For instance, if you wanted to find the latest version of Edge and install it, you could just write "update browser" in the browser's address bar. Or to delete your browsing data, you'd simply enter a term like "clear browser" in the address bar.

Although this is a very handy feature, it's currently only available for those using Edge Canary Build. Should you wish to try out Edge Pedals, you can find a download for Edge Canary here. But hopefully, Microsoft will roll out Edge Pedals to all users soon.

Oppo is now the biggest Chinese smartphone maker

Oppo is now the most dominant smartphone manufacturer in China for the first time as Huawei loses its grip on the largest phone market in the world, according to recent statistics from Counterpoint Research.

In January, Oppo had a 21% share of the Chinese smartphone market. Huawei and Vivo came in joint second place with market shares of 20% each. Meanwhile, Apple and Xiaomi both held 16% of this market.

Counterpoint claims that Oppo saw sales growth of 33 percent month-on-month and 26 percent year-on-year at the start of 2021, owing mainly to the launch of the new Reno 5 lineup.

Varun Mishra, a senior analyst at Counterpoint Research, said: "OPPO has been successfully able to reposition its product lines in 2020. The rebranding of the Reno series and launching a more capable device at a lower price point than its predecessor helped OPPO capture the affordable premium segment.

"The strong momentum of the A series in the mid segment strengthened the product portfolio for OPPO and it was able to cater to the 5G demand in China across a wide price band.
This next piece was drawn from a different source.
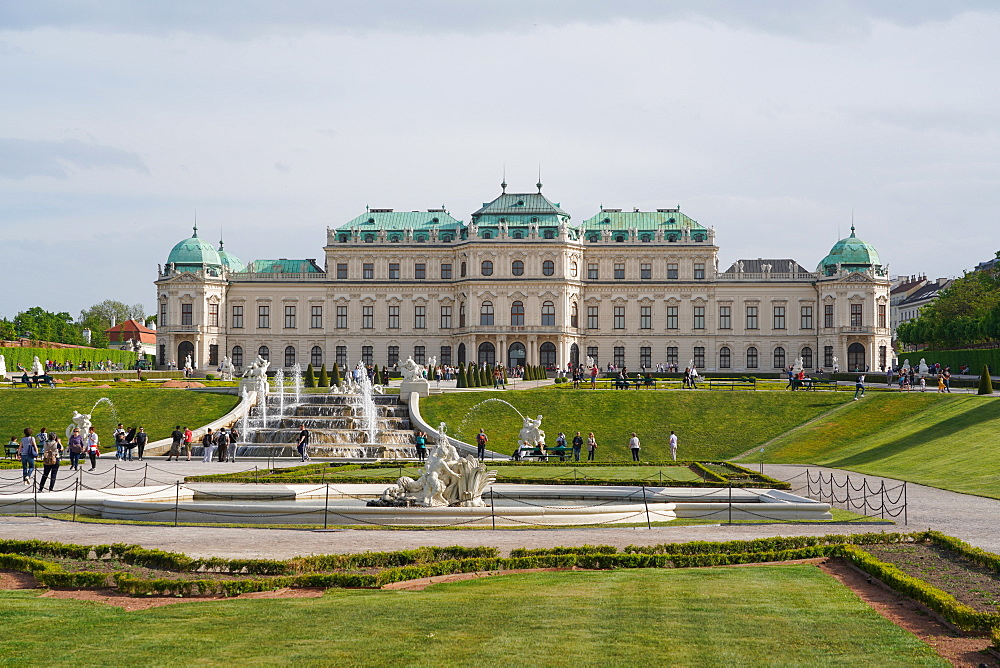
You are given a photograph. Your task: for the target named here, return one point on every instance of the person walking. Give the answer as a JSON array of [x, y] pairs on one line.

This was further helped by the decline of Huawei."

With Huawei facing declining sales amid national security fears raised by multiple countries across the world, alternative Chinese brands like Oppo will likely continue to steal more market share in the foreseeable future.

Counterpoint Research noted: "Huawei's declining trend will continue in 2021, with other OEMs gaining share from the gap created by its decline."